Love Unrehearsed - Page 67/170

God, could I do this again? Could I actually be secure enough in my heart and mind to deal with the knowledge that there would be more times like this in my future? More fake love scenes and more intimate touches shared between my lover, my husband-to-be, and random sculpted actresses? Would my eventual marriage become yet another Hollywood divorce?

It’s one thing to be married and trust that your spouse never cheats on you. It’s another when scripted fake make-out sessions are part of his career, and you know with absolute certainty that moments like this will reoccur.

For a brief time I carried this man’s baby in my womb. If we ever have children, I’m not going to be able to stand here and su-pervise his pretend sex each and every time.

Knowing how easily a moment like this could get way out of hand, leading to a connection with another woman.

One day I’ll be pregnant—large and round, uncomfortable. One day sex won’t be a priority; feeding and caring for an innocent infant will be. Staying home to raise a family with some sense of normalcy will be.

Will Ryan be able to control himself and know in no uncertain terms where the lines of acting and cheating are firmly drawn? So many unanswered questions.

Ryan clasped hands with Nicole, raising their entwined fingers over her head—a move that I thought was reserved for our lovemaking sessions only. The sense of betrayal that came from it pierced into my heart like a hot knife and I had to consciously stop the whimper from breaking free.

Jonathan had called “Cut!” and Ryan and Nicole were listening to him intently. I couldn’t look at Ryan anymore—not in the eyes, anyway. My focus landed on everything else—the towering lights, the black cords snaking across the floor, the black screen blocking shadows from forming, the khaki cargo shorts the boom operator was wearing.

Thousands of movies, thousands of onscreen kisses. Jake Gyllenhaal’s kissed a lot of girls. I love his movies. When he filmed with Anne Hathaway—that sex looked real.

They both were this naked, too. And that girl in Prince of Persia —Princess what the hell was her name? Jake kissed Heath Ledger, too. Several times. Damn, that was hot. But they were acting. Making a movie for our enjoyment just like this. I wonder if these things are why he split from Reese Witherspoon all those years ago? And after all of this time, he’s still single. Maybe he wanted to—

A firm hand clasped my shoulder, startling me.

“You okay?” Mike asked quietly. His worried expression wasn’t helping.

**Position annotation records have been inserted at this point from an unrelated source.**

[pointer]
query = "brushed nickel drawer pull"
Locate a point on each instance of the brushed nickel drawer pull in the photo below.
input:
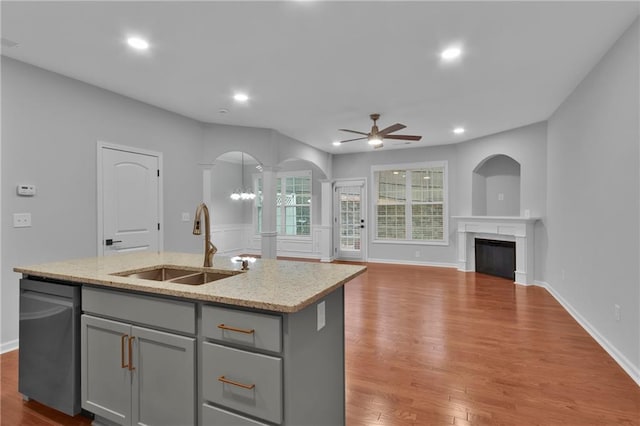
(122, 338)
(237, 330)
(231, 382)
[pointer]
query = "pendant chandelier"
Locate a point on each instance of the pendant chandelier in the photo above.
(242, 193)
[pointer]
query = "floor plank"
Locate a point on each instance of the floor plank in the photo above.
(433, 346)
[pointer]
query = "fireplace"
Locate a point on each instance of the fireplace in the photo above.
(495, 257)
(515, 229)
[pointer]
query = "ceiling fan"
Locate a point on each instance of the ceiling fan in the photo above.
(376, 136)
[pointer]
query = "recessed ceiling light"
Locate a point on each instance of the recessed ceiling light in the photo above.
(451, 53)
(241, 97)
(138, 43)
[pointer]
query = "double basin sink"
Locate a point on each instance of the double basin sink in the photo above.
(178, 275)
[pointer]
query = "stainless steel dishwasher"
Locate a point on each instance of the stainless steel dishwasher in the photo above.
(49, 357)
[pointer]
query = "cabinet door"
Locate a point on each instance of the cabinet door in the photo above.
(163, 379)
(106, 384)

Damn, how I wished my defiant bottom lip would keep from quivering. I gave him a noncommittal shrug.

“He loves you, you know.”

I bit that traitorous bottom lip of mine hard, trying to find that place in my brain where I could be nonchalant, cool and so whatever—it’s just another day in the office for him—no biggie with all of this.

I turned to look up into Mike’s eyes. “I know.”

“Doesn’t make it any easier to watch, though, does it?”

I crossed my arms over my chest. “No, it doesn’t.”

Mike sighed. “It’s pretend, Taryn. In this business, actors treat kissing like it’s nothing more than giving someone a handshake,” he said in a hushed voice.

I glanced back at him to see if he was actually serious with that line of made-up bullshit. Somehow I couldn’t equate it so benignly. I kept my voice hushed. “It’s the temptation I worry about, Mike. It’s one thing to admire the apple on the tree. It’s another to take a small taste and tempt yourself with thoughts of what you might be missing.”

“True, but you can’t condemn him for having this be a part of his job. Temptation is all around every one of us, Taryn. Even you are not immune and yet he trusts you.” I knew I had to learn to deal. It was just a harder concept than I thought, bordering on insurmountable.

“I’m not condemning him, Mike. And I do trust him, but I can tell you that if the situation were reversed, he’d be livid right now.” Mike scraped a hand over his head.

“Sorry. I’m trying, Mike. Really I am. But I can’t say I’m all right with watching the man I love be so intimate with someone else, fake or not.” I tilted my head in Ryan’s direction.

“How would you feel if that were your girlfriend beneath him?”

Mike’s eyes darkened. “I’m not going to lie. I’d probably hate it just as much as you do right now. But I’d also try to remind myself that it takes more than a few hours of filming a fake love scene to build the kind of relationship that you and he have.” Mike’s penetrating gaze silently shouted, Think about that one, sweetheart.